Despite many amazing performances, from his Cannes-winning turn in "My Name Is Joe" to last year's "Tyrannosaur," Scottish actor Peter Mullan isn't necessarily an actor who's had a lot of chances to carry things, particularly on the small screen, but that could change when he headlines Channel 4 drama "The Fear" later in the year. Penned by "Wallander" writer Richard Cottan, and directed by Michael Samuels ("Any Human Heart"), the series sees Mullan play a Brighton crime boss diagnosed with early onset dementia, just as Albanian mobsters try to muscle in on his territory. It's a dramatic, "King Lear"-like premise, and the supporting cast, including Paul Nicholls and "Game Of Thrones" star Harry Lloyd as his sons, and Richard E Grant as an old enemy, is very promising.

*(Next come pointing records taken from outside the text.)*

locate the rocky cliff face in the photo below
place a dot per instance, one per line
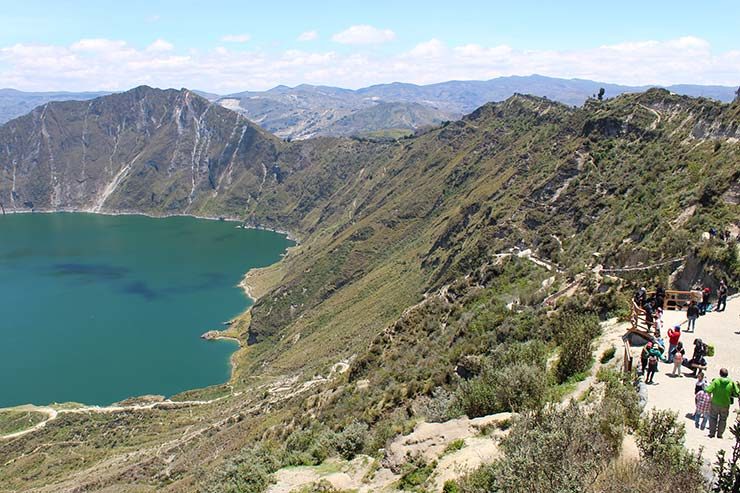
(143, 150)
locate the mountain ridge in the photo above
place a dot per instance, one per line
(634, 179)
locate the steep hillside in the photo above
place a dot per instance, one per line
(15, 103)
(143, 150)
(405, 266)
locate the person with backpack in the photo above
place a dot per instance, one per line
(673, 335)
(659, 296)
(704, 300)
(701, 382)
(677, 361)
(722, 296)
(692, 313)
(722, 390)
(654, 355)
(703, 408)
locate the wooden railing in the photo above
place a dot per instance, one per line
(674, 300)
(679, 300)
(627, 357)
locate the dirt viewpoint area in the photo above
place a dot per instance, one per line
(722, 330)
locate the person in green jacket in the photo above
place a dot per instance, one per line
(722, 390)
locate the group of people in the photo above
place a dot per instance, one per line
(655, 351)
(713, 399)
(653, 305)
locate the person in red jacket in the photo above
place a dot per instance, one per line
(674, 334)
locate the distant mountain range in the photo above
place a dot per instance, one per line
(393, 109)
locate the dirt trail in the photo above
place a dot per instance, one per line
(722, 330)
(431, 441)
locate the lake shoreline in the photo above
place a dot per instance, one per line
(288, 235)
(244, 285)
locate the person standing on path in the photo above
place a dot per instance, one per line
(692, 313)
(677, 361)
(703, 408)
(722, 390)
(674, 335)
(654, 355)
(701, 382)
(704, 300)
(722, 296)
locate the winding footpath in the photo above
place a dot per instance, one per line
(53, 414)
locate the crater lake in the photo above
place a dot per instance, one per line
(97, 308)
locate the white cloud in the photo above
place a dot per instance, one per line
(236, 38)
(308, 36)
(91, 64)
(364, 34)
(160, 45)
(428, 49)
(97, 44)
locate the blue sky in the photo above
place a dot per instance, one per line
(236, 45)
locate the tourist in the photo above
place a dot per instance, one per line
(700, 349)
(701, 382)
(658, 321)
(698, 363)
(722, 296)
(673, 335)
(659, 296)
(649, 315)
(692, 313)
(654, 354)
(704, 301)
(639, 298)
(703, 408)
(722, 390)
(677, 358)
(652, 367)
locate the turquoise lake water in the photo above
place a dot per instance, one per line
(96, 308)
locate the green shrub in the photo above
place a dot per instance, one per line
(454, 446)
(351, 440)
(575, 335)
(660, 436)
(518, 387)
(415, 473)
(555, 450)
(608, 354)
(248, 472)
(309, 447)
(450, 487)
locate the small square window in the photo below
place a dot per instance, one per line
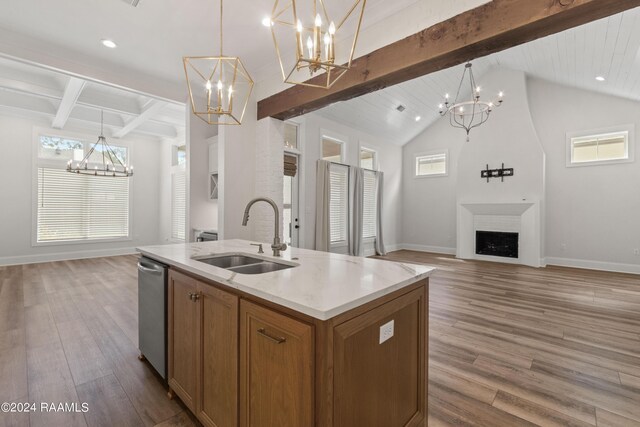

When? Shooting is currently underway, so perhaps by the end of the year, or in 2013.
Dennis Kelly isn't yet a household name, as far as writers go, but he's certainly one to keep an eye on. The playwright, who co-wrote excellent sitcom "Pulling," won acclaim for writing hit musical "Matilda," and this new TV series that he's created sounds extremely promising. Revolving around four strangers who find themselves with fragments of a mysterious and legendary graphic novel, and are forced to go on the run from a powerful conspiracy, Channel 4 have put together an outstanding ensemble cast, including Alexandra Roach ("The Iron Lady"), Paul Higgins ("In The Loop"), Nathan Stewart-Jarrett ("Misfits"), Neil Maskell & Michael Smiley ("Kill List"), James Fox ("Performance"), Simon McBurney ("Tinker Tailor Soldier Spy") and Geraldine James ("Sherlock Holmes"). Kelly is a tremendous talent, and with "The Crimson Petal And White" director Marc Munden at the helm, this could be something very special indeed.
When? Filming is just getting going now, so keep an eye out in 2013.
Honorable Mentions: After a few years of lagging behind, things are looking more promising than they have for a long time in British TV. The BBC are soon to offer up conspiracy thriller "Hunted," starring Melissa George and Stephen Dillane, from "X-Files" writer Frank Spotnitz," as well as period procedural "Ripper Street," starring Matthew MacFayden, Jerome Flynn and MyAnna Buring. On Sky, Marton Csokas stars as Spanish detective Falcon, with Hayley Attwell and Bernard Hill in support, while Chris O'Dowd created and starred in the upcoming comedy "Moone Boy," about a young boy with an imaginary friend. Finally, ITV are offering up the ten-part "Mr. Selfridge," starring Jeremy Piven as an American department store magnate in London.